Commander Simon Bray: Partly because, of course, it will end the confusion that legal or not controlled means something is safe. That is the general perception among a lot of the public out there. It will make life easier for our officers, because there is some confusion among our officers there. It makes the question of identification of substances easier. The powers in relation to stop and search, and various others that go along with the Bill, provide us with that opportunity. What is more, the introduction of a blanket ban would enable us to deal with the difficulties that we currently have with certain head shops and internet sites all in one fell swoop. An initial introduction of the legislation would enable us to take some concerted action. It would deter some of the users, certainly those who go for these substances because they are legal and supposedly safe, from taking them in the first instance.
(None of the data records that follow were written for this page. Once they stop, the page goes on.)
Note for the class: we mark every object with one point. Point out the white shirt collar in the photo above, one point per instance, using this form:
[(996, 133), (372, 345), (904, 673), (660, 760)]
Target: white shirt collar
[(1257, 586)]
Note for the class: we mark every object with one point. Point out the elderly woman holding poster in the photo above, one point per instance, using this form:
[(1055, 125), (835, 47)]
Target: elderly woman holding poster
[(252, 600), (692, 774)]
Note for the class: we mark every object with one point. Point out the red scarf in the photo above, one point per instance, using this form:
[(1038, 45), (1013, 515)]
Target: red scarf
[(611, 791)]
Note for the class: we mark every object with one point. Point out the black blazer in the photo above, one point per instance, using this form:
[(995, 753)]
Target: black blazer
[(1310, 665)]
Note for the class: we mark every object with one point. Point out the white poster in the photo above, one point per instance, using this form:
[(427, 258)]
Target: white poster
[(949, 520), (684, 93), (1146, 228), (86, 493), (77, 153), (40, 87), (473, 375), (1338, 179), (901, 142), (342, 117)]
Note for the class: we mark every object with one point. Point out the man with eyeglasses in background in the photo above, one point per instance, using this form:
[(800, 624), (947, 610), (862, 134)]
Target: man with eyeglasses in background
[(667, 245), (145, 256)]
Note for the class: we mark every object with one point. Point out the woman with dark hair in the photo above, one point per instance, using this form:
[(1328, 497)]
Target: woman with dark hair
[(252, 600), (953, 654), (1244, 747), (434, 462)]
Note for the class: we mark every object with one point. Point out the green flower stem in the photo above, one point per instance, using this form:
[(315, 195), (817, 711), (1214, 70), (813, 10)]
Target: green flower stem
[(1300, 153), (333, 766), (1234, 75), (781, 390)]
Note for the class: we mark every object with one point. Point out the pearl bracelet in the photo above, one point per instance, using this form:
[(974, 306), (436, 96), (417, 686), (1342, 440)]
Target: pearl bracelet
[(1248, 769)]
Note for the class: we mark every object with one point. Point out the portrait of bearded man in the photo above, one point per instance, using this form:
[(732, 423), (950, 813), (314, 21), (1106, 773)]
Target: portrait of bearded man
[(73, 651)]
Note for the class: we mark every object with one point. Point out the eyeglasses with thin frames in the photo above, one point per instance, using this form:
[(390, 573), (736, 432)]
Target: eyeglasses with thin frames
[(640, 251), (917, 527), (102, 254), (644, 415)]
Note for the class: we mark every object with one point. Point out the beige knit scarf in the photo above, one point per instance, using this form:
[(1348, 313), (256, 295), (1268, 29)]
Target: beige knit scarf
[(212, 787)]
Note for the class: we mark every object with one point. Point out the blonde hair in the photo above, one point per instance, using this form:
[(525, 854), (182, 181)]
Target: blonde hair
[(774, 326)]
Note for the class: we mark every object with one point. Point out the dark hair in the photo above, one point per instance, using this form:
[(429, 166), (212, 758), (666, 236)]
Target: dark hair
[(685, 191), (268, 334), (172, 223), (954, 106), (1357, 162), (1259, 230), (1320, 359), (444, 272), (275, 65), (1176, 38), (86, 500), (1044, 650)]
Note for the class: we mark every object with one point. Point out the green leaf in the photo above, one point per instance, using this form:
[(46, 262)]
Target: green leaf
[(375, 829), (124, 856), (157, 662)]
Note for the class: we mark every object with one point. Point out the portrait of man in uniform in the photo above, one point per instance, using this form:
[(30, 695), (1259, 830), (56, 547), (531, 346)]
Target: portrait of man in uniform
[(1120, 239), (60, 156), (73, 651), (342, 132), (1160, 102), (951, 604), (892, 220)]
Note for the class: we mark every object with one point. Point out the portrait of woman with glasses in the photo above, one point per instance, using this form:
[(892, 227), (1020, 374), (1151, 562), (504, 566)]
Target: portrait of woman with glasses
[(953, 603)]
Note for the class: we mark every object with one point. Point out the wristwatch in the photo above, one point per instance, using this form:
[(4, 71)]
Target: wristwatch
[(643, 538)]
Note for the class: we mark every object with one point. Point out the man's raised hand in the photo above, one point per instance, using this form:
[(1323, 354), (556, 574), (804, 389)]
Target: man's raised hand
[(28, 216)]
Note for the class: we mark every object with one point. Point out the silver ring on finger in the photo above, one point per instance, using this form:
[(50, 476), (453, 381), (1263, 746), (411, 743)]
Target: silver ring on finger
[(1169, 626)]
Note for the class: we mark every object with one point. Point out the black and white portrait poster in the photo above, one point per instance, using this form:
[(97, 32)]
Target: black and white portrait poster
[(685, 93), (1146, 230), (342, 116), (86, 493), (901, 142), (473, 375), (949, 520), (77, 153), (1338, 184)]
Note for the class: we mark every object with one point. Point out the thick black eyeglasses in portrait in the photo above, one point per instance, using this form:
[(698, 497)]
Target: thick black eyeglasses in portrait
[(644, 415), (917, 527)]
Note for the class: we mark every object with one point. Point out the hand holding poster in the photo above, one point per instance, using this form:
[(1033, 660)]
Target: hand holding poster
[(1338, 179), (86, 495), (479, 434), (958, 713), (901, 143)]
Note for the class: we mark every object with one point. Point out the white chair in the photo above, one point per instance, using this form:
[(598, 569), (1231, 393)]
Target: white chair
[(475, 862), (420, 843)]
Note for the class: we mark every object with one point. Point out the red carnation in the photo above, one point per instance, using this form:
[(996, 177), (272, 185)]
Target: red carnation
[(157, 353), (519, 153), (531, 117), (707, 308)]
Q3 Mr Ranil Jayawardena: In order to get a current position, a starting point, what steps have enforcement agencies been able to take to limit the production, supply and consumption of these substances already?
Commander Simon Bray: A lot of forces are now tackling individual head shops using, for example, the Anti-social Behaviour, Crime and Policing Act, which came out last year, and getting closure orders and various other orders. For example, Somerset have taken enforcement action against 15 head shops, closed two, got two to voluntarily close, and we can say that is replicated across a whole range of forces.
Q4 Mr Ranil Jayawardena: What about on production?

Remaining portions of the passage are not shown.